Als die Regierung ihr Ziel ankündigte, eine nationale Sicherheitsstrategie zu entwickeln Koalitionsvertrag Ende 2021Dies wurde von der Sicherheitsgemeinschaft in Deutschland sehr positiv aufgenommen, löste jedoch eine öffentliche Debatte über die Notwendigkeit einer solchen Strategie aus. Der Beginn des russischen Krieges gegen die Ukraine hat die öffentliche Debatte erheblich verändert und Licht auf Sicherheits- und Verteidigungsfragen sowie auf die Kommunikation der Regierung mit ihren Bürgern und auf die Außenpolitik geworfen. Die Strategie spiegelt wider, dass Deutschland langsam die Sprache der Geopolitik lernt, denn es ist das erste Mal, dass in einem Dokument explizit auf die Beziehung zwischen Werten und Interessen eingegangen und die deutschen Interessen konkretisiert werden.

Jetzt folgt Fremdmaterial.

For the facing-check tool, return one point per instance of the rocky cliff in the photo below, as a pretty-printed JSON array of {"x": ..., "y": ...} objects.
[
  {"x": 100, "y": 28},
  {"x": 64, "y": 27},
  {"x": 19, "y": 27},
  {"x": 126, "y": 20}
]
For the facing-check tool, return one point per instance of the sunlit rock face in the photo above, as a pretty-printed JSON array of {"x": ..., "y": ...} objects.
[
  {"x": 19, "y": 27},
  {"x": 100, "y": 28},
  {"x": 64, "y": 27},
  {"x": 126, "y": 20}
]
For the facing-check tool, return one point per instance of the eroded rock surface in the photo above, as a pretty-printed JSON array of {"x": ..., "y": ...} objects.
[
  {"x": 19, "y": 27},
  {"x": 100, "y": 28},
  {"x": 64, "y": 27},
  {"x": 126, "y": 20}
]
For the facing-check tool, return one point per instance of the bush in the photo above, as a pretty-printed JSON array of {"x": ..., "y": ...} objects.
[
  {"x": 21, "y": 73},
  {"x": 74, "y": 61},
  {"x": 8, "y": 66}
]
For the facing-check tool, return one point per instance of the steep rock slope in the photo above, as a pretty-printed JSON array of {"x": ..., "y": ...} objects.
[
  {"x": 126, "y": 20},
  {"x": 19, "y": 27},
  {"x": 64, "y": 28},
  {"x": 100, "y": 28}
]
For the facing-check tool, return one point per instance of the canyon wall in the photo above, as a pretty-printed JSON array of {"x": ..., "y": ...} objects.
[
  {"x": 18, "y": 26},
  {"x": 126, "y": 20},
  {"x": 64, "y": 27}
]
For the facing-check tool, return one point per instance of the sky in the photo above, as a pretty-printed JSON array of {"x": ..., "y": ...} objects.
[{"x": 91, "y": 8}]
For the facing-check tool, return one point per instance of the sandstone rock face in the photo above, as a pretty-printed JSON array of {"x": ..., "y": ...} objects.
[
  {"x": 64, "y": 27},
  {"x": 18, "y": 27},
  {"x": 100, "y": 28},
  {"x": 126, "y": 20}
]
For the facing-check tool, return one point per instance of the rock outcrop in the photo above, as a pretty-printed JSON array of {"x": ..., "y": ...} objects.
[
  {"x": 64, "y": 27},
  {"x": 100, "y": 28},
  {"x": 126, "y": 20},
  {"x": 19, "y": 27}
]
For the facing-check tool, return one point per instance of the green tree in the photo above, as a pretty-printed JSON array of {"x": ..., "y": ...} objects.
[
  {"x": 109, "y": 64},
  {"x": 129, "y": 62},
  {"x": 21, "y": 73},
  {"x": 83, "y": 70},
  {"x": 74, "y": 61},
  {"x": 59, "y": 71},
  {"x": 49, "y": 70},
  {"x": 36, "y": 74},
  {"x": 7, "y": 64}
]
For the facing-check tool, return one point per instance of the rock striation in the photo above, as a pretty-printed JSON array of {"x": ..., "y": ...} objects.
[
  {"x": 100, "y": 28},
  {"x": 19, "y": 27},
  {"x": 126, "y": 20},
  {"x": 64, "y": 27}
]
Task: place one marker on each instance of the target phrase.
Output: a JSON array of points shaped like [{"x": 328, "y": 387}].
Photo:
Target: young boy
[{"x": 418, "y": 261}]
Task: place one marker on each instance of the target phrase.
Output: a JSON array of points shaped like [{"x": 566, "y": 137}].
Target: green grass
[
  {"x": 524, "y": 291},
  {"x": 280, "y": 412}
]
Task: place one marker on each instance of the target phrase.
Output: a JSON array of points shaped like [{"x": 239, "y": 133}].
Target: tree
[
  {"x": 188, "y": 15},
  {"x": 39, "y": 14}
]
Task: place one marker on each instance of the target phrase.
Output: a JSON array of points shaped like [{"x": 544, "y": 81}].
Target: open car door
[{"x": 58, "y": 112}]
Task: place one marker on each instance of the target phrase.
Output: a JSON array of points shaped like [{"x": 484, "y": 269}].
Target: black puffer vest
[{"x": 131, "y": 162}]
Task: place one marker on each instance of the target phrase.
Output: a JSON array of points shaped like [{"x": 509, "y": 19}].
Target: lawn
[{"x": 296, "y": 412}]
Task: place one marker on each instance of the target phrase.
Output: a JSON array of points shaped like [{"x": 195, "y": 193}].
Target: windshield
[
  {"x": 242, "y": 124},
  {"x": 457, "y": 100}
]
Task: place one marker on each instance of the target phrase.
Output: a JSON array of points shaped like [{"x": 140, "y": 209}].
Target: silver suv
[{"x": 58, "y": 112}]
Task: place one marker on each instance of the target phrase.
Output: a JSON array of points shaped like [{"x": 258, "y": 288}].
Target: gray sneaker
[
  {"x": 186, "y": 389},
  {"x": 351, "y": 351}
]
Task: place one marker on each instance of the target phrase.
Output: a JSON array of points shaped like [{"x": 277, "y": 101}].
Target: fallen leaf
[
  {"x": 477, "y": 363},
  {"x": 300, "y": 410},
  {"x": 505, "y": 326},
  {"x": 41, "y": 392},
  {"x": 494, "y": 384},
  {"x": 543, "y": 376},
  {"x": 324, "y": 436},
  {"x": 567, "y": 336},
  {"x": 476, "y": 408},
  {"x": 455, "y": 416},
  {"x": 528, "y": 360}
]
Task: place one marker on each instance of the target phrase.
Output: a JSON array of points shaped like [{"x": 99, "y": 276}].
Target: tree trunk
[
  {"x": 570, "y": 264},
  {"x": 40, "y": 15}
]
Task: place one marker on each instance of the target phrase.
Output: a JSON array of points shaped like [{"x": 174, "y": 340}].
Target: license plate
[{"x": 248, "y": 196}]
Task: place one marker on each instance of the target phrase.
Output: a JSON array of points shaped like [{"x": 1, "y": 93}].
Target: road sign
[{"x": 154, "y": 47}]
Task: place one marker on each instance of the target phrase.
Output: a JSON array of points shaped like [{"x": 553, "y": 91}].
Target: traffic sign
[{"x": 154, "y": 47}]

Insofern kann die Strategie als eine Momentaufnahme des Status quo des deutschen strategischen Denkens im Jahr 2023 gesehen werden. Zweifellos wird sich dieser in den nächsten Jahren weiterentwickeln müssen, aber in der Strategie heißt es auch ausdrücklich, dass das Dokument als eine solche gedacht ist Ausgangspunkt und nicht Ende. Im Kontext der deutschen strategischen Kultur ist bereits der Entwicklungsprozess der Sicherheitsstrategie ein nicht zu übersehender Fortschritt. Neben der Einbindung verschiedener Ministerien, des Kanzleramts und der Regionen wurde der Entwurfsprozess auch durch u. a. begleitet Reihe von Dialogen zwischen Regierung und Bürgern.

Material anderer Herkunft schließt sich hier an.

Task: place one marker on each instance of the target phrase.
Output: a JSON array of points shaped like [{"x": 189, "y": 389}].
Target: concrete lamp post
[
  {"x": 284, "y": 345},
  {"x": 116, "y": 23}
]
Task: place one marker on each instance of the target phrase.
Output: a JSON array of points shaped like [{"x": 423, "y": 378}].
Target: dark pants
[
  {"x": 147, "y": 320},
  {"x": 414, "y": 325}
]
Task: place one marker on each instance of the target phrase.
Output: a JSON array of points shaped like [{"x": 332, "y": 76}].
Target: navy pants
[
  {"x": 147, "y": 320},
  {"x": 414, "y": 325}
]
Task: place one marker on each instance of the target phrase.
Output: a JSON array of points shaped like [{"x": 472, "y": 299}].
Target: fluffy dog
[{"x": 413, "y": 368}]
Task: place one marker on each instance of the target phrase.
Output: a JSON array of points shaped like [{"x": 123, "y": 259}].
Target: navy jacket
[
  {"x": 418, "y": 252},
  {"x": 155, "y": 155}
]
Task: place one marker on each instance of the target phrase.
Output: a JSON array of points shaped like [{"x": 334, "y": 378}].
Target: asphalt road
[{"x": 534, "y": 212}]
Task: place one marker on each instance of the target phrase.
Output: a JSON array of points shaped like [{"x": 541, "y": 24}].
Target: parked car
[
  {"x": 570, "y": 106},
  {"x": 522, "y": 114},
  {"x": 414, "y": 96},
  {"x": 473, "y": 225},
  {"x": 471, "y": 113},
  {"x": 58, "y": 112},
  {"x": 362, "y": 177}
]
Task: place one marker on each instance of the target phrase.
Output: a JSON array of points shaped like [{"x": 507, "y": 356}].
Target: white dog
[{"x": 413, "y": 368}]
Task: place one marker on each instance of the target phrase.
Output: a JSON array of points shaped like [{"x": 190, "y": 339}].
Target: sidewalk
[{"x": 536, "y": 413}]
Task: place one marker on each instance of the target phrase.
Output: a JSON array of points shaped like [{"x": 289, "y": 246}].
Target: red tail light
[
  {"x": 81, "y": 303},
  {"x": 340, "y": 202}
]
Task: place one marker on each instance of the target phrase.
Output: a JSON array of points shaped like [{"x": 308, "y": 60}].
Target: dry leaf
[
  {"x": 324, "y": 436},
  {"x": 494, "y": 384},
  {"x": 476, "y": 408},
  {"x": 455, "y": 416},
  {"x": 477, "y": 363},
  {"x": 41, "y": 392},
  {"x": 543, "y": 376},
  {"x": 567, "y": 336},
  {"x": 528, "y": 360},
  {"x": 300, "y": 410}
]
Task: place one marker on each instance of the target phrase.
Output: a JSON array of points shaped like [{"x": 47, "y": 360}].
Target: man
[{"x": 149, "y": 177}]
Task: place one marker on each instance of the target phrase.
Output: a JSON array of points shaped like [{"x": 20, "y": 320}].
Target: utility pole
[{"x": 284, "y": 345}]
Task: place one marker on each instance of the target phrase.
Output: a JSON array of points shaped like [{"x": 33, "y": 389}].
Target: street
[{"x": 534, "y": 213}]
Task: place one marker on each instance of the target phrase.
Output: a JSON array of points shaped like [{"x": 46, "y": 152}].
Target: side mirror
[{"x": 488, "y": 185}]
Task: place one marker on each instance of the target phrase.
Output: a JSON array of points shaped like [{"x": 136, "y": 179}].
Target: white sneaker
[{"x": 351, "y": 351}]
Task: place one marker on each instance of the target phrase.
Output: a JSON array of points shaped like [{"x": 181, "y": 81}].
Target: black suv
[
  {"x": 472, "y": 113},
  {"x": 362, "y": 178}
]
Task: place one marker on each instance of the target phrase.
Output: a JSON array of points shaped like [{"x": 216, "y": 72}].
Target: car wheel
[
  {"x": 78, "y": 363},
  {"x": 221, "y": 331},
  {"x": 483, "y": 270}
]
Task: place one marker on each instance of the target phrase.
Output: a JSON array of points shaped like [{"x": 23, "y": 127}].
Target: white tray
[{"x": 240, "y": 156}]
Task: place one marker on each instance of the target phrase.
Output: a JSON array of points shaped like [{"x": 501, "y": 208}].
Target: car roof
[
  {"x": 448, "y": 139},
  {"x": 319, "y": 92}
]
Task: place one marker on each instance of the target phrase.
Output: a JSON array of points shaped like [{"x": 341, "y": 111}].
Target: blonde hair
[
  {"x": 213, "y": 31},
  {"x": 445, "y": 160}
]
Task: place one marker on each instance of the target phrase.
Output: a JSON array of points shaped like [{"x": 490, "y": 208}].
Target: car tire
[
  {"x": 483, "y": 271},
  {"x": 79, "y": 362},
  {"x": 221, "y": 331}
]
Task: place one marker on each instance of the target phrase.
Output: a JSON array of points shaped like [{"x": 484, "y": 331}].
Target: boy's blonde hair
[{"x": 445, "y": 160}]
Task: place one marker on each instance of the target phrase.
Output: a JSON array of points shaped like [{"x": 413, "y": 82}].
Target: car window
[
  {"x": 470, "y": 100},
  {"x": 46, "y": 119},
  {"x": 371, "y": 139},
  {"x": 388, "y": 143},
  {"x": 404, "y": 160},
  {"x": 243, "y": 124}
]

Dennoch wird die Strategie nicht nur von einem deutschen Publikum, sondern auch von Deutschlands Partnern gelesen – und es besteht die Gefahr, dass ihnen nur wenige zusätzliche Informationen über den deutschen Ansatz in der Geo- und Sicherheitspolitik bleiben. Auch wenn den meisten Partnern bewusst ist, dass Deutschland in Sachen strategisches Denken noch Nachholbedarf hat, wäre die Strategie eine Chance dazu gewesen. Indem jedoch in erster Linie ein Dokument mit dem kleinsten gemeinsamen Nenner erstellt wird, das den Status quo beschreibt, kann es auch Fragen aufwerfen, ob der berühmten „Zeitenwende“ tatsächlich konkrete Maßnahmen und Änderungen in der Außenpolitik folgen werden. Damit die Strategie nicht zum Papiertiger wird, bedarf es präziserer Komplementärstrategien, die Mittel und Handeln klar verknüpfen, um die Zukunft der deutschen Sicherheitspolitik zu konkretisieren. Die nächste chinesische Strategie könnte ein Lackmustest für dieses Unternehmen sein.

Von Gesine WeberDoktorand, King’s College London.